Galway have lot to ponder in poor show



Date Published: 23-Jan-2013




GALWAY’S first serious examination of the 2013 season rather disturbingly ended with a rating well below the 40% pass mark at the idyllic, if rather Siberian, seaside setting of Enniscrone on Sunday last.

The defeat cost Galway a place in the FBD League Final against Leitrim and also put a fair dent on their confidence shield for the bigger tests that lie ahead in February.

There was no fluke element in this success by an understrength Sligo side and by the time Leitrim referee, Frank Flynn, sounded the final whistle, there wasn’t a perished soul in the crowd of about 500 who could question the justice of the outcome.

It is only pre-season and last Sunday’s blast of dry polar winds did remind everyone that this is far from summer football, but make no mistake about it, the match did lay down some very worrying markers for Galway following a couple of victories over below par third level college teams.

Galway did start the game quite positively, leading by four points at the end of a first quarter when they missed as much more, but when Sligo stepped up the tempo of the game in the 10 minutes before half-time, the maroon resistance crumbled with frightening rapidity.

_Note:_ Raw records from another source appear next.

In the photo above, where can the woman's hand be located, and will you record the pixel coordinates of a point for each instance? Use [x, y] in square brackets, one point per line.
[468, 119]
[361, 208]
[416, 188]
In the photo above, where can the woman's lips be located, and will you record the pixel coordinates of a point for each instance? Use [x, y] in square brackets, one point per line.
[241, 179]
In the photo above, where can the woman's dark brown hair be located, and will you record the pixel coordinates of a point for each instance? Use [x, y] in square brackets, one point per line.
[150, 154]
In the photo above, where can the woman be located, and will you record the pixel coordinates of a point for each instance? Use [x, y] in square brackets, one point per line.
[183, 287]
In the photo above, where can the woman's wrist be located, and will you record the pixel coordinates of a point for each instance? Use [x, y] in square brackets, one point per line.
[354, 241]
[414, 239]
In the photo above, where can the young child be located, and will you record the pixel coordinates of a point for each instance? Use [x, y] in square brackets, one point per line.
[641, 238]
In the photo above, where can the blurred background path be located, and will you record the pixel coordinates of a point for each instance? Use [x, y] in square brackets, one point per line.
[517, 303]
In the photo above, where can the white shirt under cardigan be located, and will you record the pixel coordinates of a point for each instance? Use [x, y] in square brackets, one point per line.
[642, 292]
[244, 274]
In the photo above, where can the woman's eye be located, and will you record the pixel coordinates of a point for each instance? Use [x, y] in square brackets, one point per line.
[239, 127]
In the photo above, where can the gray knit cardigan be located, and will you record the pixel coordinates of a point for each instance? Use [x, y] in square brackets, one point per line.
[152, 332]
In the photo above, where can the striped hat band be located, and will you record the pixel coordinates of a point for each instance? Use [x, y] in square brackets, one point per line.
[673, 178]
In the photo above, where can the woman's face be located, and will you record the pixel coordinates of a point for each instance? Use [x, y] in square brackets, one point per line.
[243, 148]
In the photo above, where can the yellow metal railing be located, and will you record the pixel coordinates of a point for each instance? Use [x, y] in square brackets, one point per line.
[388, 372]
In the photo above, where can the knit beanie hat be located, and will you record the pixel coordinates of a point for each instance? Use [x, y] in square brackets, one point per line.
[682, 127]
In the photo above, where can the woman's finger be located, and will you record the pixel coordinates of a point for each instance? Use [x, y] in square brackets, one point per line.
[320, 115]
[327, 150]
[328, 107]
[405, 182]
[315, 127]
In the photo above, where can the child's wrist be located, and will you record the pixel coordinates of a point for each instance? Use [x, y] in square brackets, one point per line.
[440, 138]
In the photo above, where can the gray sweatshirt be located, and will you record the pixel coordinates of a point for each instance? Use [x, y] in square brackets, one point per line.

Some of the statistics of the match make for grim perusal. Over the course of the hour, Galway only scored two points from play and they went through a 52 minute period of the match, without raising a white flag – admittedly a late rally did bring them close to a draw but that would have been very rough justice on Sligo.

Sligo were backable at 9/4 coming into this match, the odds being stretched with the ‘missing list’ on Kevin Walsh’s team sheet – Adrian Marren, Stephen Coen, Tony Taylor, Ross Donovan, David Kelly, David Maye, Johnny Davey and Eamon O’Hara, were all marked absent for a variety of reasons.

Walsh has his Sligo side well schooled in the high intensity, close quarters type of football, and the harder Galway tried to go through the short game channels, the more the home side bottled them up.

Galway badly needed to find some variety in their attacking strategy and maybe there is a lot to be said for the traditional Meath style of giving long, quick ball to a full forward line with a big target man on the edge of the square – given Paul Conroy’s prowess close to goal last season, maybe it is time to ‘settle’ on a few basics.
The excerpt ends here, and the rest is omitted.